Verifying derivation
$S_g f(u, \xi)$ expression can be verified with an example, comparing against Wolfram's output (set normalization=1, oscillatory factor=-1):
$$
\text{Let}\ f(t) = e^{jt},\ g(t) = e^{-\pi t^2}, \text{ and thus}\ \hat{g}(\xi) = e^{-\xi^2 / (4\pi)}.\ \text{Then}, \\
$$
$$
\begin{align}
S_gf(u, \xi)
&= \hat{g}(\xi - 1) e^{-ju(\xi - 1)} \\
&= \exp{\left( -\frac{1}{4\pi}(\xi - 1)^2 - ju(\xi - 1) \right)} \\
&= \exp{\left(\frac{1}{4\pi}( (\xi - 1)(-j4\pi u - \xi + 1 )\right)} \\
\end{align}
$$
More completely, ssqueezepy's ssq_stft
on a variety of signals yields expected behavior.
Why the $2\pi$?
The TL;DR pretty much says it, which can be verified in the original MATLAB Toolbox's paper. In code, with frequency-domain differentiation, the $2\pi$ makes it so we define $j \omega$ to span $[0, ..., \pi]$ and $(-\pi, ..., 0)$, and without uses $0.5$ instead of $\pi$, reinterpreting the derivative's dimensionality as linear cyclic fraction of sampling frequency, rather than radian. See code.
Why the $\xi\ -$?
CWT's $\partial W_f$ takes $\partial / \partial b (\psi((t-b)/a))$, where $b = $ timeshift, whereas STFT's takes $\partial / \partial t (g(t))$. This is per how each is computed:
- CWT takes DFT along rows; for every scale (row), we use frequency-domain convolution to correlate the wavelet with the signal at every timeshift $b$ (column).
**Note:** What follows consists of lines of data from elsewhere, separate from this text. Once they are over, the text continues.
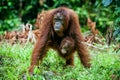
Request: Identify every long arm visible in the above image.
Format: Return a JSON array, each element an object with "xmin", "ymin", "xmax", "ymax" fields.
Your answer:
[
  {"xmin": 29, "ymin": 11, "xmax": 51, "ymax": 74},
  {"xmin": 70, "ymin": 13, "xmax": 90, "ymax": 67}
]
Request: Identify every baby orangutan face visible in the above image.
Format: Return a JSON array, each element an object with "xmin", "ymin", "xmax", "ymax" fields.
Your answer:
[{"xmin": 60, "ymin": 39, "xmax": 74, "ymax": 54}]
- STFT takes DFT along columns; for every timeshift (column), we apply DFT to correlate the windowed signal with cisoid bases at every frequency (row).
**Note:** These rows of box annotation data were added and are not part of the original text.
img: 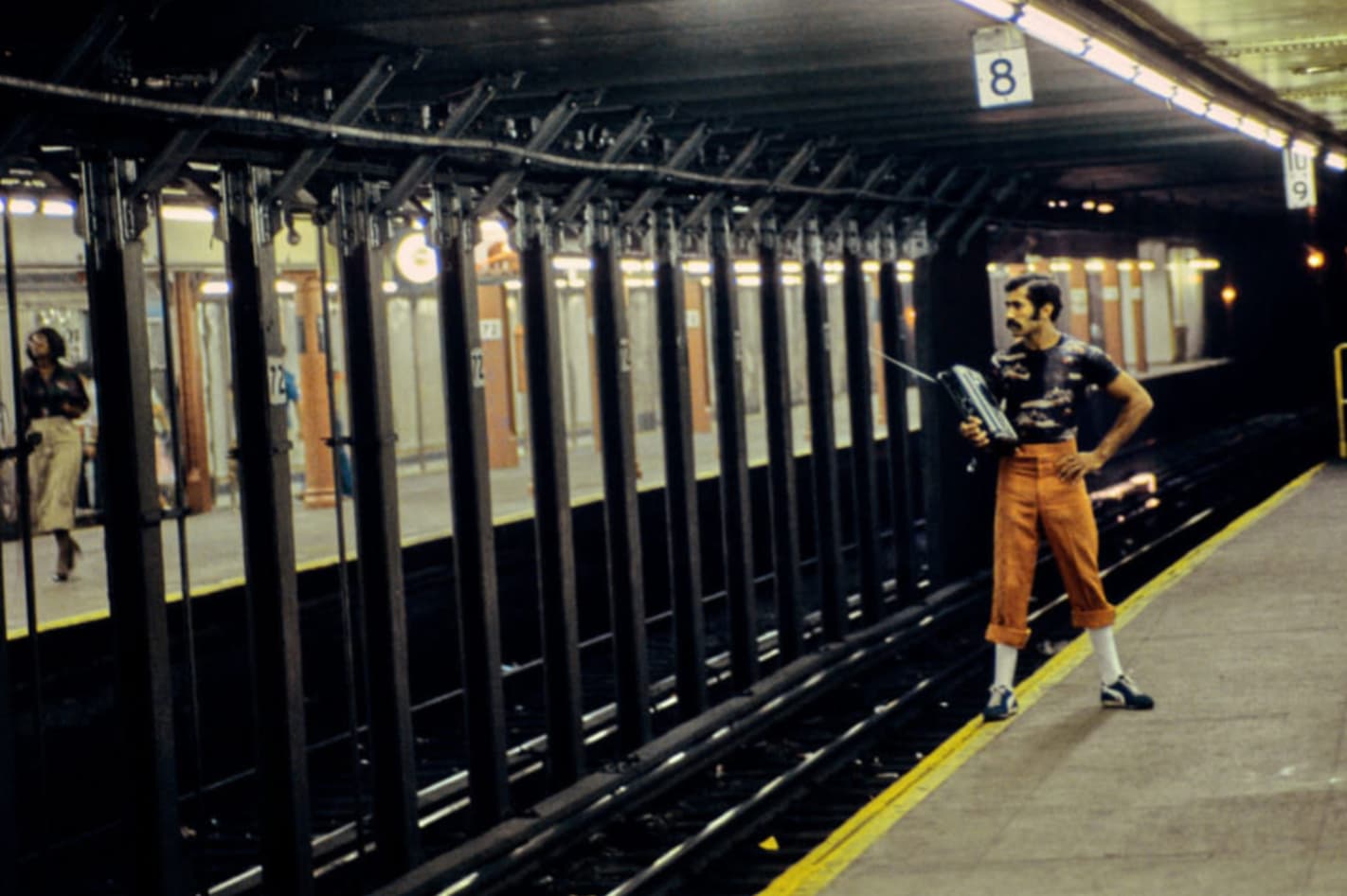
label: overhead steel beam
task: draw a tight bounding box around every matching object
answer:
[735,140,813,229]
[818,155,898,233]
[781,150,856,233]
[0,1,127,161]
[476,93,581,218]
[683,131,766,230]
[619,122,711,227]
[377,79,500,214]
[267,52,424,204]
[931,169,992,245]
[955,174,1022,255]
[552,109,652,224]
[223,163,314,896]
[131,35,278,197]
Following the derivations from motivating examples reveals the $\xi \ -$ stemming from this difference.
The definitions can be interchanged or made the same for both; why exactly they differ I'm unsure. My bet is, CWT is best computed for every timeshift (hop_length = 1
), and the scales are already sparse, whereas in STFT we often apply large hop_length
(small overlap), so convolution theorem is very compute-wasteful.